Piecing together the puzzle of perilipin proteins and skeletal muscle lipolysis.

The regulation of skeletal muscle lipolysis and fat oxidation is a complex process involving multiple proteins and enzymes. Emerging work indicates that skeletal muscle PLIN proteins likely play a role in the hydrolysis of triglycerides stored in lipid droplets and the passage of fatty acids to the mitochondria for oxidation. In adipocytes, PLIN1 regulates lipolysis by interacting with comparative gene identification-58 (CGI-58), an activator of adipose triglyceride lipase (ATGL).
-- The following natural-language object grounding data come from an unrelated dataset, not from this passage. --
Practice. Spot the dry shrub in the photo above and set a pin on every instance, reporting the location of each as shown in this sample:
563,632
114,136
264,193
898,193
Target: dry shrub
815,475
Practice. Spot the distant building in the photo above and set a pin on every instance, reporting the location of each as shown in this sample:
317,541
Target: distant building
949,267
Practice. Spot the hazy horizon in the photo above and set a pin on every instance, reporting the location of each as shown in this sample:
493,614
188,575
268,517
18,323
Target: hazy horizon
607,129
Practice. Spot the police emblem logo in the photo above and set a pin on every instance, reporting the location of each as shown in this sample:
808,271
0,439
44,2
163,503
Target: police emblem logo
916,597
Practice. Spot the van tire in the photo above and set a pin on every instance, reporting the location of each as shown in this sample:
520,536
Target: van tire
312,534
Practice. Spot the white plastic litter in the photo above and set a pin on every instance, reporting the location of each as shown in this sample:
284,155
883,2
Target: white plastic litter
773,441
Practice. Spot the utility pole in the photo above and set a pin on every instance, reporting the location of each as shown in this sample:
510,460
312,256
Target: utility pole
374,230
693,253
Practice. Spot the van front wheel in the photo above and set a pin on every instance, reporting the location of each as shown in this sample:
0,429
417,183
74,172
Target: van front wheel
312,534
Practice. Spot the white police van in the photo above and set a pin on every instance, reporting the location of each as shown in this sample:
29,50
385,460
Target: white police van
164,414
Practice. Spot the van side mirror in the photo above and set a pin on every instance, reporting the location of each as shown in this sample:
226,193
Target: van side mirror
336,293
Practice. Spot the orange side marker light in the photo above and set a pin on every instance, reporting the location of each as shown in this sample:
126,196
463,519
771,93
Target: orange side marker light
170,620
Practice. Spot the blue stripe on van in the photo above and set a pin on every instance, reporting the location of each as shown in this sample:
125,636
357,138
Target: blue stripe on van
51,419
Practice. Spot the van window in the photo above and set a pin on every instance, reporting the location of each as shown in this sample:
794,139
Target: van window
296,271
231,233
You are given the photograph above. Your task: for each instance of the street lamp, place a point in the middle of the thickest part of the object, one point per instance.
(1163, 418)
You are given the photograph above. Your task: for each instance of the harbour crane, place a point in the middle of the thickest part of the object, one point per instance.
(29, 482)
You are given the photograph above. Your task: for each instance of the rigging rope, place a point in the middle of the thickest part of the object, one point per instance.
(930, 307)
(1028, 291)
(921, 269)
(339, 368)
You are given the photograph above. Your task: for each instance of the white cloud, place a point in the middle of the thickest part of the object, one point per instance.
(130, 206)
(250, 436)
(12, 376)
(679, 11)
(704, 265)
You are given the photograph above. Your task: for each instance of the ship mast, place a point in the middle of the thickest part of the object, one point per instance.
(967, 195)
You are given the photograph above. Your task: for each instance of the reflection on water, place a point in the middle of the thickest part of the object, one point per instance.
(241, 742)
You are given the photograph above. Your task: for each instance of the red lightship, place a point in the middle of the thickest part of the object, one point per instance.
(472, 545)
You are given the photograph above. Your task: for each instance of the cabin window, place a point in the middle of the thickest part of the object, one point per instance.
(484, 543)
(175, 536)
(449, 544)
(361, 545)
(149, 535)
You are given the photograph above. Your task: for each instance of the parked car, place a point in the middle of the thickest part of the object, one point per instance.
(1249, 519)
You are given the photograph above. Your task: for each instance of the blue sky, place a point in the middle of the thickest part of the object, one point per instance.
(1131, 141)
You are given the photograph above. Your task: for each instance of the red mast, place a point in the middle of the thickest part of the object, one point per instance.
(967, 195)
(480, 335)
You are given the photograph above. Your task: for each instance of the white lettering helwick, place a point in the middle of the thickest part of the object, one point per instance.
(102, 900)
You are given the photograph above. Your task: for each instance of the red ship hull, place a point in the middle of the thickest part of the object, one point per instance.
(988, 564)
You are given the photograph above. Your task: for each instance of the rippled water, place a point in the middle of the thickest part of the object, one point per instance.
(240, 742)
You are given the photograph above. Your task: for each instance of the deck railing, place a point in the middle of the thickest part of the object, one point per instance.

Upon lipolytic stimulation, PLIN1 is phosphorylated, releasing CGI-58 to activate ATGL and initiate triglyceride breakdown. The absence of PLIN1 in skeletal muscle leads us to believe that other PLIN family members undertake this role. The focus of this review is on the PLIN family proteins expressed in skeletal muscle: PLIN2, PLIN3, and PLIN5. To date, most studies involving these PLIN proteins have used nonmuscle tissues and cell cultures to determine their potential roles. Results from work in these models support a role for PLIN proteins in sequestering lipases during basal conditions and in potentially working together for lipase translocation and activity during lipolysis. In skeletal muscle, PLIN2 tends to mirror the lipid content and may play a role in lipid droplet growth and stability through lipase interactions on the lipid droplet surface, whereas the skeletal muscle roles of both PLIN3 and PLIN5 seem to be more complex because they are found not only on the lipid droplet, but also at the mitochondria. Clearly, further work is needed to fully understand the intricate mechanisms by which PLIN proteins contribute to skeletal muscle lipid metabolism.